July 30, 2012 1 Comment
Even with the agile “revolution” taking place in these few last years in the software development industry it’s still common to find companies developing software where the importance is more focused on the processes than on people working every day to develop the software. Even when companies declare that people are important they don’t really perceive the situation in which many software engineers work today. This situation is however well described in the literature and used also as motivation for a transition to agile.
Unfortunately I find the metaphor of software engineers like “cogs in the machinery” of Mike Cohn in “Agile Estimating and Planning” well describing the reality here:
“Agile teams value individuals and interactions over processes and tools because they know that a well-functioning team of great individuals with mediocre tools will always outperform a dysfunctional team of mediocre individuals with great tools and processes. Great software is made by great individuals, and as an industry we have tried too long with too little success to define a development process that relegates individuals to replaceable cogs in the machinery. Agile processes acknowledge the unique strengths (and weaknesses) of individuals and capitalize on these rather than attempting to make everyone homogeneous.”

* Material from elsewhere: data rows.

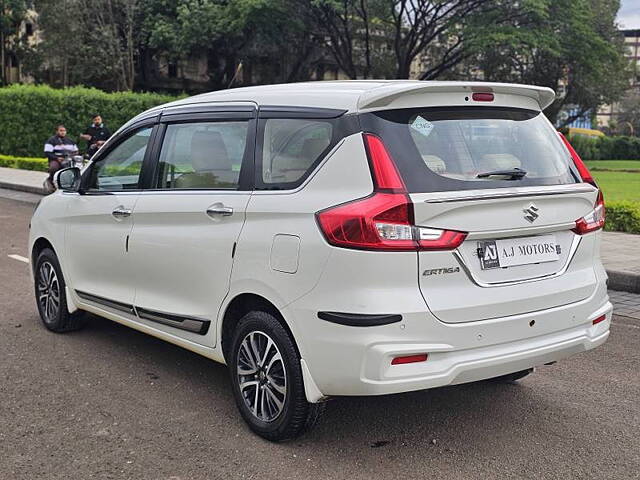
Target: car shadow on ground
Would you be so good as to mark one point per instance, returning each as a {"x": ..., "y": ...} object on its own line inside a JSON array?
[{"x": 479, "y": 413}]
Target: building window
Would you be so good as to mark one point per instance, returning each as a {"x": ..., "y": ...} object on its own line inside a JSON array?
[{"x": 172, "y": 70}]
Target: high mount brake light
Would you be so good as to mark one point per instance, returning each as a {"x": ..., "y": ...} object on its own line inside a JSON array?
[
  {"x": 596, "y": 218},
  {"x": 384, "y": 220},
  {"x": 582, "y": 168},
  {"x": 482, "y": 97}
]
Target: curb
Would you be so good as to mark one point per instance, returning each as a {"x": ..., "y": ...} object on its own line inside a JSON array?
[
  {"x": 623, "y": 281},
  {"x": 22, "y": 188}
]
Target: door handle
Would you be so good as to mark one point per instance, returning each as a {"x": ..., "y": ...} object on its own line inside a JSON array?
[
  {"x": 219, "y": 210},
  {"x": 121, "y": 212}
]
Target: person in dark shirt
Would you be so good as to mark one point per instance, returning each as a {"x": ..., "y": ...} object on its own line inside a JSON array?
[
  {"x": 95, "y": 135},
  {"x": 56, "y": 148}
]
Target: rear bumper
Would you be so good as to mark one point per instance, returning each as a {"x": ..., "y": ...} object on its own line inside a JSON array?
[
  {"x": 345, "y": 360},
  {"x": 455, "y": 367}
]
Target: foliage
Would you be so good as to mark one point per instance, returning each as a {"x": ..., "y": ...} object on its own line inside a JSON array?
[
  {"x": 628, "y": 120},
  {"x": 95, "y": 45},
  {"x": 29, "y": 113},
  {"x": 274, "y": 39},
  {"x": 12, "y": 13},
  {"x": 24, "y": 163},
  {"x": 623, "y": 217},
  {"x": 613, "y": 148},
  {"x": 362, "y": 34},
  {"x": 571, "y": 46},
  {"x": 619, "y": 165}
]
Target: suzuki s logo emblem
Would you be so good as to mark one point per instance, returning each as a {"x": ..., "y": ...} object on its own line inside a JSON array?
[{"x": 531, "y": 213}]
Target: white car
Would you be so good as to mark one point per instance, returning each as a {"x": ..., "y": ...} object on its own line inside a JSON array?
[{"x": 335, "y": 238}]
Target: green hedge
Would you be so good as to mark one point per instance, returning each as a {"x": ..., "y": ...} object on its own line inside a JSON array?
[
  {"x": 30, "y": 113},
  {"x": 607, "y": 148},
  {"x": 24, "y": 163},
  {"x": 623, "y": 217}
]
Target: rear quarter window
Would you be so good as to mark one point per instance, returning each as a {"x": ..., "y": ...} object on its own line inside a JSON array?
[{"x": 441, "y": 149}]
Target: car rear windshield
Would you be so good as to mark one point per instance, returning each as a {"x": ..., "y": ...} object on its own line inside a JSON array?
[{"x": 445, "y": 149}]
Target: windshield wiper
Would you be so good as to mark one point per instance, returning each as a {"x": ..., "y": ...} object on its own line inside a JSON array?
[{"x": 513, "y": 174}]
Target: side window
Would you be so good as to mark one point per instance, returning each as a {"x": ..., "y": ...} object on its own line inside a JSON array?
[
  {"x": 120, "y": 169},
  {"x": 291, "y": 148},
  {"x": 205, "y": 155}
]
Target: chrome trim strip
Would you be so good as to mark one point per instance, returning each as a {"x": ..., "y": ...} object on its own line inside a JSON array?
[
  {"x": 190, "y": 324},
  {"x": 521, "y": 232},
  {"x": 464, "y": 196},
  {"x": 105, "y": 302},
  {"x": 572, "y": 251}
]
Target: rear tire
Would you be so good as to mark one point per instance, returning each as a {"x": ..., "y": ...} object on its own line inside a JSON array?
[
  {"x": 512, "y": 377},
  {"x": 266, "y": 379},
  {"x": 51, "y": 298}
]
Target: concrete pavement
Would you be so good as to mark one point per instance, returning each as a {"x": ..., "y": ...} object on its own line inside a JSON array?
[{"x": 620, "y": 251}]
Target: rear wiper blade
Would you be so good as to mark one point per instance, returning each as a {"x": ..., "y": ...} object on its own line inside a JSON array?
[{"x": 513, "y": 174}]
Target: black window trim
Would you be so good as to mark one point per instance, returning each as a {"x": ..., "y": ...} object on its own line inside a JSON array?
[
  {"x": 213, "y": 115},
  {"x": 122, "y": 137},
  {"x": 343, "y": 126},
  {"x": 283, "y": 111}
]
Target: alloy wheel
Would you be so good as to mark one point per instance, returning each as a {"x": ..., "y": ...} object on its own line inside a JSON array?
[
  {"x": 261, "y": 376},
  {"x": 48, "y": 292}
]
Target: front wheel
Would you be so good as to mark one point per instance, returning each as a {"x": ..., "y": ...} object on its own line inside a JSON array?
[
  {"x": 51, "y": 299},
  {"x": 267, "y": 382}
]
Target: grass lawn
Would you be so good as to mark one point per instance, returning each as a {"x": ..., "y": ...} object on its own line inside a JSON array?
[
  {"x": 619, "y": 185},
  {"x": 614, "y": 164}
]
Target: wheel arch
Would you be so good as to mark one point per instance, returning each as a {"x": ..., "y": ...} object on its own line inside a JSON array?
[
  {"x": 38, "y": 246},
  {"x": 239, "y": 306}
]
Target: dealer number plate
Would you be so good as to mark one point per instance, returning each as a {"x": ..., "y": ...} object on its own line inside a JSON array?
[{"x": 510, "y": 252}]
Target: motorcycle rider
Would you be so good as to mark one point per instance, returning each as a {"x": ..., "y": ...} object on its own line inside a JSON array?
[
  {"x": 95, "y": 135},
  {"x": 56, "y": 148}
]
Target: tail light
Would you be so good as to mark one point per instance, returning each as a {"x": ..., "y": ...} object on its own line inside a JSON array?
[
  {"x": 384, "y": 220},
  {"x": 596, "y": 218}
]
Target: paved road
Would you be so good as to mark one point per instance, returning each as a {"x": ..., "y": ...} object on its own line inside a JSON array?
[{"x": 109, "y": 402}]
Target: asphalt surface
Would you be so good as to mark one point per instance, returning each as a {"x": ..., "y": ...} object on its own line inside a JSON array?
[{"x": 109, "y": 402}]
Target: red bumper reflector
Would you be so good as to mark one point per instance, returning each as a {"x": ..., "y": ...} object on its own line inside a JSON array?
[
  {"x": 601, "y": 318},
  {"x": 409, "y": 359}
]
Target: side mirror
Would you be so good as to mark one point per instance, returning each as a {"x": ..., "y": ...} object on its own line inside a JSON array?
[{"x": 68, "y": 179}]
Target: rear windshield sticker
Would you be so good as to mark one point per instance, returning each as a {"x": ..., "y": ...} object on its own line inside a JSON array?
[{"x": 422, "y": 126}]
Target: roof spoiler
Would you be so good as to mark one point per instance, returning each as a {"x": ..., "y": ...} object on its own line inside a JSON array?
[{"x": 383, "y": 97}]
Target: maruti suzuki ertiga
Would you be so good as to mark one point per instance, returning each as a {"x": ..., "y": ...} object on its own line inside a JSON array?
[{"x": 335, "y": 238}]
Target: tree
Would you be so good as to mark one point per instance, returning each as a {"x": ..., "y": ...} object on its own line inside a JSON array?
[
  {"x": 12, "y": 14},
  {"x": 628, "y": 120},
  {"x": 571, "y": 46},
  {"x": 439, "y": 33},
  {"x": 274, "y": 35},
  {"x": 91, "y": 46}
]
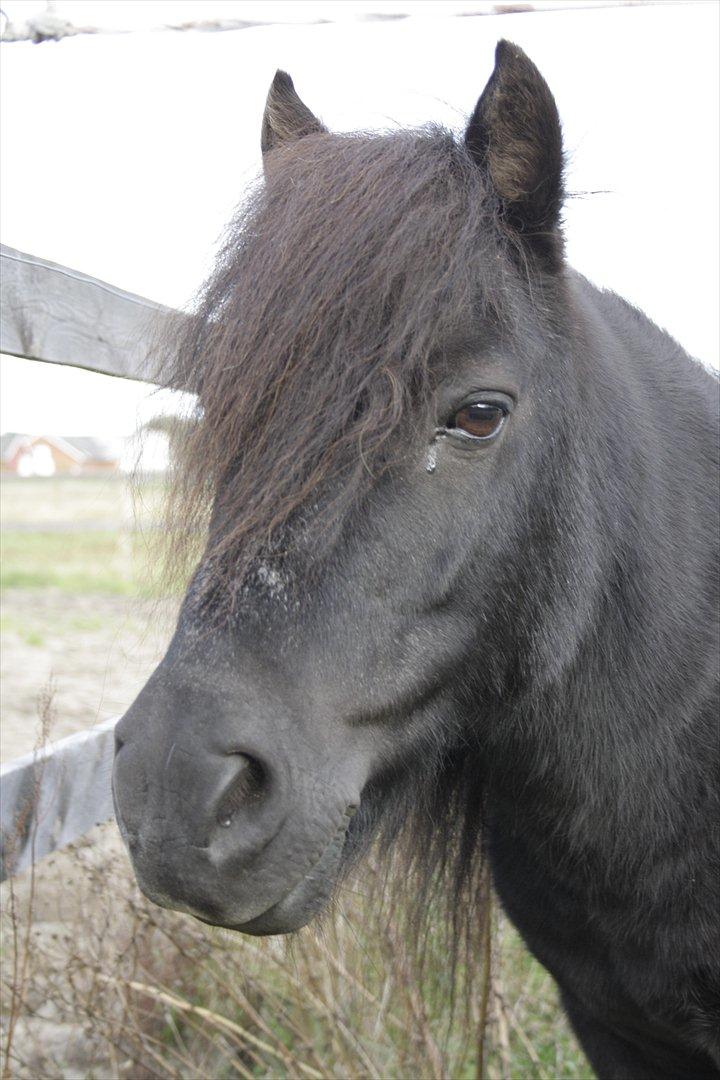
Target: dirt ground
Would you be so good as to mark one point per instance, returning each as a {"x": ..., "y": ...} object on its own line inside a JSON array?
[{"x": 93, "y": 652}]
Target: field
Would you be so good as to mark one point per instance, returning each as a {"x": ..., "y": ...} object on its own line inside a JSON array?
[{"x": 96, "y": 982}]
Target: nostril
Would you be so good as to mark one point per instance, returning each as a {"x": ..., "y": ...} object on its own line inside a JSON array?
[{"x": 247, "y": 787}]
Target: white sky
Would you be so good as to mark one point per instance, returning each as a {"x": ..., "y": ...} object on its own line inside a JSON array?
[{"x": 124, "y": 154}]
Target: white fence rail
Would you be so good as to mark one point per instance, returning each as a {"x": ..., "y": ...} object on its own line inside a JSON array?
[
  {"x": 59, "y": 315},
  {"x": 52, "y": 313},
  {"x": 52, "y": 797}
]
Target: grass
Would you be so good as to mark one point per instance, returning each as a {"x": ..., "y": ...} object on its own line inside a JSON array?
[
  {"x": 114, "y": 564},
  {"x": 80, "y": 536}
]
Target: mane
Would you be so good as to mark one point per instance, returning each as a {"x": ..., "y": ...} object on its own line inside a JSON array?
[{"x": 311, "y": 346}]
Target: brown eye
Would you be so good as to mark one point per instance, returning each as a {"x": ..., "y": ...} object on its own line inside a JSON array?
[{"x": 479, "y": 420}]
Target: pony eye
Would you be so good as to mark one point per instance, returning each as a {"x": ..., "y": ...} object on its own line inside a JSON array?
[{"x": 479, "y": 419}]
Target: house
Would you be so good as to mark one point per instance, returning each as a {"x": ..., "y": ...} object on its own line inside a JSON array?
[{"x": 23, "y": 455}]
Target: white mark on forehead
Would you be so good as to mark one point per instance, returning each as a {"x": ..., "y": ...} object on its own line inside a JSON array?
[{"x": 274, "y": 582}]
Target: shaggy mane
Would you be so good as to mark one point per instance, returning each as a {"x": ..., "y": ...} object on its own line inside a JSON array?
[{"x": 311, "y": 342}]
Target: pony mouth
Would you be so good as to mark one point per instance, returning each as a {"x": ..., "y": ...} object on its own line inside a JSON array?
[{"x": 304, "y": 899}]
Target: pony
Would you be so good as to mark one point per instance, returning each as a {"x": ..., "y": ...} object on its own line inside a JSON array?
[{"x": 456, "y": 516}]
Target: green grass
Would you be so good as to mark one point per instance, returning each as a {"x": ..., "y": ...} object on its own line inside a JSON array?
[
  {"x": 112, "y": 564},
  {"x": 109, "y": 499}
]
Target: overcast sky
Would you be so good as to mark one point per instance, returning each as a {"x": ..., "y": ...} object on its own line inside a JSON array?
[{"x": 125, "y": 153}]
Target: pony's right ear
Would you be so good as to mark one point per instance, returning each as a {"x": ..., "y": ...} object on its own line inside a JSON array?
[
  {"x": 286, "y": 118},
  {"x": 514, "y": 135}
]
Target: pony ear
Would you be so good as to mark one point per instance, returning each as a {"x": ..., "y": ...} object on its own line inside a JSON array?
[
  {"x": 286, "y": 118},
  {"x": 514, "y": 135}
]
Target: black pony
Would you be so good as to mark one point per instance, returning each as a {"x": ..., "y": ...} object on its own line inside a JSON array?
[{"x": 459, "y": 582}]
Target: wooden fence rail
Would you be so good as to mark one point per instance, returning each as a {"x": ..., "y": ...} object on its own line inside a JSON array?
[
  {"x": 52, "y": 313},
  {"x": 59, "y": 315}
]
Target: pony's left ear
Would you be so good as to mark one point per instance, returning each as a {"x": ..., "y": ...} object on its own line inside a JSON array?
[
  {"x": 286, "y": 117},
  {"x": 514, "y": 135}
]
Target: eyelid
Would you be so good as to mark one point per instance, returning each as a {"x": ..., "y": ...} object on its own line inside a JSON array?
[{"x": 492, "y": 397}]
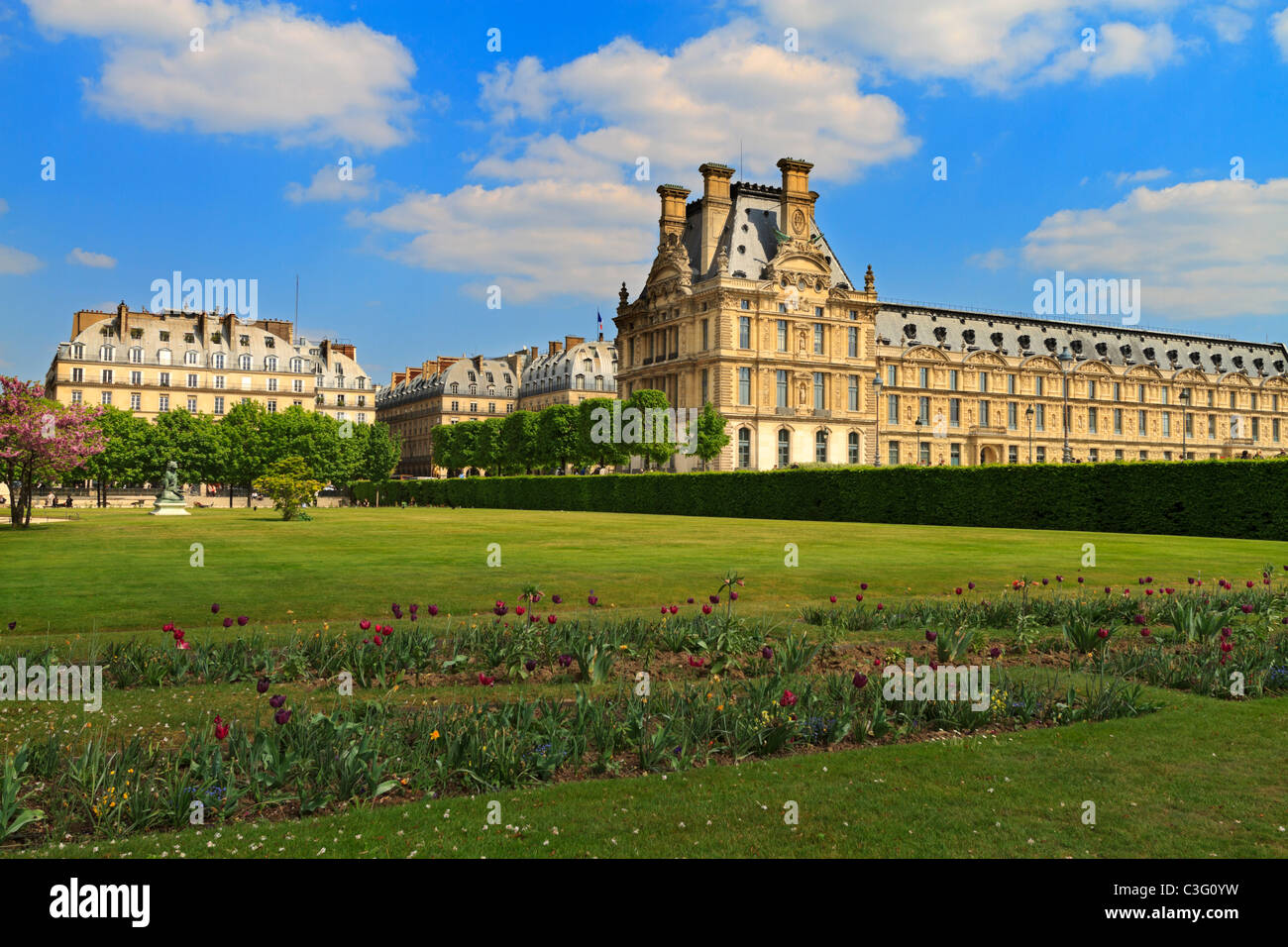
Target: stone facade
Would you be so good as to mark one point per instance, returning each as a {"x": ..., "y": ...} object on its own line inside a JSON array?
[
  {"x": 746, "y": 305},
  {"x": 205, "y": 364}
]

I agree also when David J.Anderson in “Kanban. Successful Evolutionary Change for Your Technology Business” tells that “like Ford assembly-line workers in the second decade of the twentieth century no one cared about the monotony of the work or the well-being of the workers”. Again “It’s hard to imagine the emergence of organized labor in knowledge-work fields like software development, mainly because it’s hard to imagine anyone addressing the root causes of the physical and psychological ills developers routinely experience”
A further step in considering individuals and interactions over processes and tools is to have people acting as a team. This is a completely different thing than having a group of people together for administrative convenience. As Douglas McGregor told: “Most teams aren’t teams at all but merely collection of individual relationships with the boss. Each individual vying with the others for power, prestige and position”.
For a software engineer the feeling to be part of a real team is exactly the opposite as feeling to be a “cog in the machinery”, this is what software engineers should search to feel more motivation and appeasement in their daily work. Managers should consider the problem.